You will use this disk if you ever suffer a catastrophic disk/RAID failure. Which is unlikely because you are running smartmontools, right? So you'll know long enough in advance to replace the ailing disks, right? And you still have that spare to recover to, so worst case, it won't take nearly as long to restore the last 1/7/30 days worth of files as it would to restore the entire disk/array.
Use ECC RAM
Your general rule should be this; if you depend on the machine and can't get your hands on it in less than 10 minutes, use ECC RAM in it. Period.
A Backup Server
If complete hardware redundancy is important enough to you to warrant the cost, make the second machine identical to the first. Then you've got an inventory of spare parts sitting in the rack next to your really important machine. The more identical the secondary, the better. Configure the disk layouts identically, keep copies of the other systems /etc/rc.conf and other files on both systems, etc.
Use SAS disks
The SAS standard allows for the plugging in of SCSI disks and SATA disks interchangeably (if your backplane supports it). On P1, your "production" server, you will use SCSI disks of course. However, on B1, your backup server, you can use SATA disks instead. Because you have Really Big Disks in there, you can still do your rsync copy of the entire disk image from P1 to B1. Plus, you can use rsnapshot to _also_ keep incremental backups of your production system.
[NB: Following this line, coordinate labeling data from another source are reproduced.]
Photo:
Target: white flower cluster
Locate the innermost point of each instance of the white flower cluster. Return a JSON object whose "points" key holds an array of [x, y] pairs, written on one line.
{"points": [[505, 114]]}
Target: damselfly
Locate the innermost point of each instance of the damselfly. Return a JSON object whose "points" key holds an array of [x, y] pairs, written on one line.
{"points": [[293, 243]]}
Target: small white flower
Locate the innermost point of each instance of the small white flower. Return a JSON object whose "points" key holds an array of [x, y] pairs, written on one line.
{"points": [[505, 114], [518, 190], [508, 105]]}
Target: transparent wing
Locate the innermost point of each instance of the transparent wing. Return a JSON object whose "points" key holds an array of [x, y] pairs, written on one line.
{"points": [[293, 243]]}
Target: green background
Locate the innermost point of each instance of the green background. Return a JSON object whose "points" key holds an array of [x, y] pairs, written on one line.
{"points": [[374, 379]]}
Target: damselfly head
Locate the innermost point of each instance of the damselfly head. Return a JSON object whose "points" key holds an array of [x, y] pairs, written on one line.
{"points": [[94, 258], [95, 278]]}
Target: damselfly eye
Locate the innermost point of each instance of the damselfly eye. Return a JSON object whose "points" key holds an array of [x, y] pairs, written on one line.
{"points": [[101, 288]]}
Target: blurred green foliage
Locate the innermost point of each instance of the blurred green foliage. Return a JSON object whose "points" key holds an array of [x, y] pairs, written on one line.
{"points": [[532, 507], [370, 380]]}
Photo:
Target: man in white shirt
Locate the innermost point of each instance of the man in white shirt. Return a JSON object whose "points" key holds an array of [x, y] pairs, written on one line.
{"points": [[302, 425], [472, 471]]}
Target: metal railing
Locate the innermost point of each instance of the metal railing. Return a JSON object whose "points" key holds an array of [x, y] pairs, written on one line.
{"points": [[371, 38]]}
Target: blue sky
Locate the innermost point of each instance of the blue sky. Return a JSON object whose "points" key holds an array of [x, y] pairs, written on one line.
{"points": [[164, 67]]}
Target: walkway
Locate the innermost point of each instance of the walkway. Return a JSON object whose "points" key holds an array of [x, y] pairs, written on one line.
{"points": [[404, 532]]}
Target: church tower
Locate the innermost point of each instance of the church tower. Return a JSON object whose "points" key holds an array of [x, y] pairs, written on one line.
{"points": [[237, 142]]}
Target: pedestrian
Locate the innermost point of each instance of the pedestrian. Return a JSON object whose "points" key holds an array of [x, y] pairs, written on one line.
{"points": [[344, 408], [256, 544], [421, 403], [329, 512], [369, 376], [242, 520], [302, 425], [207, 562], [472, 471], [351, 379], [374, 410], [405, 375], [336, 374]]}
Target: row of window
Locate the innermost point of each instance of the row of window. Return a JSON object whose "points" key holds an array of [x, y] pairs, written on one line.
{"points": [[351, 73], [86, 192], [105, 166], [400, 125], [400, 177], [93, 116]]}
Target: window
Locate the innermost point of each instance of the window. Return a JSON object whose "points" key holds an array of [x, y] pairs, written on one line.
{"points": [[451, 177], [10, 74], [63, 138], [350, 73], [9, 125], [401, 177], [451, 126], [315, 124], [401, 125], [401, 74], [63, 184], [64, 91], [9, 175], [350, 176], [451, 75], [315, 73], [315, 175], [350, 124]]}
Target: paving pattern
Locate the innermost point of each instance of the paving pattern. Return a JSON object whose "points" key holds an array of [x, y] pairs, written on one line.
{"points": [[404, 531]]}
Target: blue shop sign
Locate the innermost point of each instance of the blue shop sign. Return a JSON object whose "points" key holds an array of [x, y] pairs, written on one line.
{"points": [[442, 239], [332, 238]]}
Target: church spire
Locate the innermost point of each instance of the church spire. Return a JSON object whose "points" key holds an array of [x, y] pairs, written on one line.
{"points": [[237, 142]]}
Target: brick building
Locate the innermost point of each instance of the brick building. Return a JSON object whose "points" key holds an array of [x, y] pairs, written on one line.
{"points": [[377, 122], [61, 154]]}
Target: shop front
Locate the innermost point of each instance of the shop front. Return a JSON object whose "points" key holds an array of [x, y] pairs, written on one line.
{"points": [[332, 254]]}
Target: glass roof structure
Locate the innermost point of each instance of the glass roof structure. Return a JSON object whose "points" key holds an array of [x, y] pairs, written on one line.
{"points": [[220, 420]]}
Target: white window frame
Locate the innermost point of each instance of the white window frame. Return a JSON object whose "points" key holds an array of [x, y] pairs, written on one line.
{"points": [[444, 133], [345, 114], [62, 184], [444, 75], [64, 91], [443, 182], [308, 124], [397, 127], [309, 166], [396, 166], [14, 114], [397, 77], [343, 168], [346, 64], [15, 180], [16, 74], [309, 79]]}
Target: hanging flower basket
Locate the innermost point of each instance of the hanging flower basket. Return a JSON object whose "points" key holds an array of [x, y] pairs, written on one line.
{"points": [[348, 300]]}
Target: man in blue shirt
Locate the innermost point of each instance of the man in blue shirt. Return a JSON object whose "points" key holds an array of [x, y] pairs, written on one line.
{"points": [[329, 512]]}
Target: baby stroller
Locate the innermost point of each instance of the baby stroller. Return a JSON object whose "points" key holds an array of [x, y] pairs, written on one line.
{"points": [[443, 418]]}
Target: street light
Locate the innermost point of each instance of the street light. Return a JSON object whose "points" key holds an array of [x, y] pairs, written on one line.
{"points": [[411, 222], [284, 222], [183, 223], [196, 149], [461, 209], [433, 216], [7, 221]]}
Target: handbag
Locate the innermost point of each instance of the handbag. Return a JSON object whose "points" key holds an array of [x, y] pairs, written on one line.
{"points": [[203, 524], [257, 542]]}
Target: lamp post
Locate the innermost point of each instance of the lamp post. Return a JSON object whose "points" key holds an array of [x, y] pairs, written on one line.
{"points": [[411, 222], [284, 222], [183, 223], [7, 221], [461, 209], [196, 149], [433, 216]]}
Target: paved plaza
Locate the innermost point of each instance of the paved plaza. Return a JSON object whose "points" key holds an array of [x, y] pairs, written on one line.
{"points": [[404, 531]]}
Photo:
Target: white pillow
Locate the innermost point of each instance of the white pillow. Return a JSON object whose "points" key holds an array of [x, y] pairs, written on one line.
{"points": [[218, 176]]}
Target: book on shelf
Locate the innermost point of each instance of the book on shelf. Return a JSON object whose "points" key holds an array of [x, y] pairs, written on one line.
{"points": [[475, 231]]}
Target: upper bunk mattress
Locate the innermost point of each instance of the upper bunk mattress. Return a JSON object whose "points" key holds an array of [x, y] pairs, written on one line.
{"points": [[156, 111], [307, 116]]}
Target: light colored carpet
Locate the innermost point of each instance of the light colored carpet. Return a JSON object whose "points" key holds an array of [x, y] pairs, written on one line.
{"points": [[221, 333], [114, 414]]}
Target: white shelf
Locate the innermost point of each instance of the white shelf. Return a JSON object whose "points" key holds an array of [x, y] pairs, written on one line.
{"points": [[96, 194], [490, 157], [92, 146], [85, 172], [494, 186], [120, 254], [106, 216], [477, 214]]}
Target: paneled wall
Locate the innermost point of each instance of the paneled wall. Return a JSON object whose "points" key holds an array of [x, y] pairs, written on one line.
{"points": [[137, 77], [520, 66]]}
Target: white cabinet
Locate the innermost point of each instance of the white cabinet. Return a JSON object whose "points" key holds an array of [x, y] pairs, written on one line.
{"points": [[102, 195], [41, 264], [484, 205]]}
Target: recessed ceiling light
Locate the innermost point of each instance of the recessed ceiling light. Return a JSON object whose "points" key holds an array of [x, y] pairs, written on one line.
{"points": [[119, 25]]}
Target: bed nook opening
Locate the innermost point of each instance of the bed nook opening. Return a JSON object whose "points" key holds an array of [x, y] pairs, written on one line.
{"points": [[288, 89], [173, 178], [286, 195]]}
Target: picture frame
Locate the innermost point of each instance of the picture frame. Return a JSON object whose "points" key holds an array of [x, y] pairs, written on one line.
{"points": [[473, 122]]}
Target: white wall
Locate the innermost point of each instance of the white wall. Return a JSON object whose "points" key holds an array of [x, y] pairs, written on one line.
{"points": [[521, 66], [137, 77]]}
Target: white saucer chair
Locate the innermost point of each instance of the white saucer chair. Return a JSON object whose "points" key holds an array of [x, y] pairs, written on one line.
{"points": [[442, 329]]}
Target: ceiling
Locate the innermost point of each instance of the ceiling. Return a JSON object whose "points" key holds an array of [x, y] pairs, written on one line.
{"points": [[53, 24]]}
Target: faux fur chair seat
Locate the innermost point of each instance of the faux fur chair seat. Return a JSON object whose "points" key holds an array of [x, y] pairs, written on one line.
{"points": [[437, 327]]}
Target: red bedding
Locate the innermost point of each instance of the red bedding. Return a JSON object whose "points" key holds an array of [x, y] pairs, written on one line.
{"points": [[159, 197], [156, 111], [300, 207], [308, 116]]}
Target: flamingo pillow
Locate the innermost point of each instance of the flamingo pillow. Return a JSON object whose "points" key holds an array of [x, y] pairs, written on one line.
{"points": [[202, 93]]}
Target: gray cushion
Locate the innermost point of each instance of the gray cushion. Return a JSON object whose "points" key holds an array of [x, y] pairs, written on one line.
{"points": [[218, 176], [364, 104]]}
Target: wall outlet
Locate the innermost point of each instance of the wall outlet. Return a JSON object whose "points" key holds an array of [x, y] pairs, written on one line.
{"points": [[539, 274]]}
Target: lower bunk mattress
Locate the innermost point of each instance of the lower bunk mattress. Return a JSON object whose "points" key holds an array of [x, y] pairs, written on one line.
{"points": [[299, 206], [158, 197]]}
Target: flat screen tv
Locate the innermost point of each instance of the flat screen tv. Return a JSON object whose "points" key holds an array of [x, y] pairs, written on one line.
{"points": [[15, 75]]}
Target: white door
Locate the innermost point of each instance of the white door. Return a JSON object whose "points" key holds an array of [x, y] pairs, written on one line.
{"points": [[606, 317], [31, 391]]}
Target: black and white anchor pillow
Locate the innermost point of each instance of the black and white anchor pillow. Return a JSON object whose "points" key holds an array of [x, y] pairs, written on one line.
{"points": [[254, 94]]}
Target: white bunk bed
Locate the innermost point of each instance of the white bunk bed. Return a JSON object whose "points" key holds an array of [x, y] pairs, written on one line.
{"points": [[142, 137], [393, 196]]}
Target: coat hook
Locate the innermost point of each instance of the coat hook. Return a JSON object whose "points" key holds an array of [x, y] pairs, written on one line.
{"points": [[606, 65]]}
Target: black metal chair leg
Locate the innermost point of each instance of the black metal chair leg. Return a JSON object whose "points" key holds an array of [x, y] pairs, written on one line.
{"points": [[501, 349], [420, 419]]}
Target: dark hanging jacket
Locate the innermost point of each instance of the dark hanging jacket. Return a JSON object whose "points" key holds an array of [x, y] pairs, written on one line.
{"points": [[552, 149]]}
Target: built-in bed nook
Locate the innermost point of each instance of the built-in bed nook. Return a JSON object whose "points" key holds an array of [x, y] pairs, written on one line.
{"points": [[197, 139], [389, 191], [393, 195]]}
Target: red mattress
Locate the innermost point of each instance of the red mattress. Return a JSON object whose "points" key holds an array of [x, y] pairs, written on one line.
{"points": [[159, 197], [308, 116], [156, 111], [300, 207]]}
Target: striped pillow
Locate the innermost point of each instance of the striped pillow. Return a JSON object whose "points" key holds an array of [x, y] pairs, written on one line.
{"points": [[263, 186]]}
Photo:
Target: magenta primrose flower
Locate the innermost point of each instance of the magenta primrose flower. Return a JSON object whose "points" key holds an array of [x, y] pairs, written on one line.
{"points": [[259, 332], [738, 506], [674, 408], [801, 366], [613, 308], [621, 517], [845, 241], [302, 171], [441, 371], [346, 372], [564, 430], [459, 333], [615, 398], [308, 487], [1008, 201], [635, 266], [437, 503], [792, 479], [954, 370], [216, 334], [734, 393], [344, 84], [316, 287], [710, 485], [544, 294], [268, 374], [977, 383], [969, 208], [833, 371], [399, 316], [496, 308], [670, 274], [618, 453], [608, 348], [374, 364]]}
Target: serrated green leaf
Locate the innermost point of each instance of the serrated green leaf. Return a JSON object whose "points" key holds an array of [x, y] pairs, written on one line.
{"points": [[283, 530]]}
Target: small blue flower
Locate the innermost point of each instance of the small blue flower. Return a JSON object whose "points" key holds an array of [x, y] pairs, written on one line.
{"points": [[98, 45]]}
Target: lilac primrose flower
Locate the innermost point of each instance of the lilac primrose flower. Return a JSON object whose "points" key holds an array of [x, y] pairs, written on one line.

If the pooh really hits the fan and P1 implodes, traffic can be redirected to B1. You have a complete copy of P1 on B1 as well as all the incremental backups so you can be right back online while you fix P1, wait for spare parts to arrive, etc.
If you want to get wild and crazy, install PF on both, plug in a crossover cable between their second NIC ports, and set them up for automatic network failover using CARP. But that is probably overkill. I think a stronger argument can be made for having B1 on another network in another data center.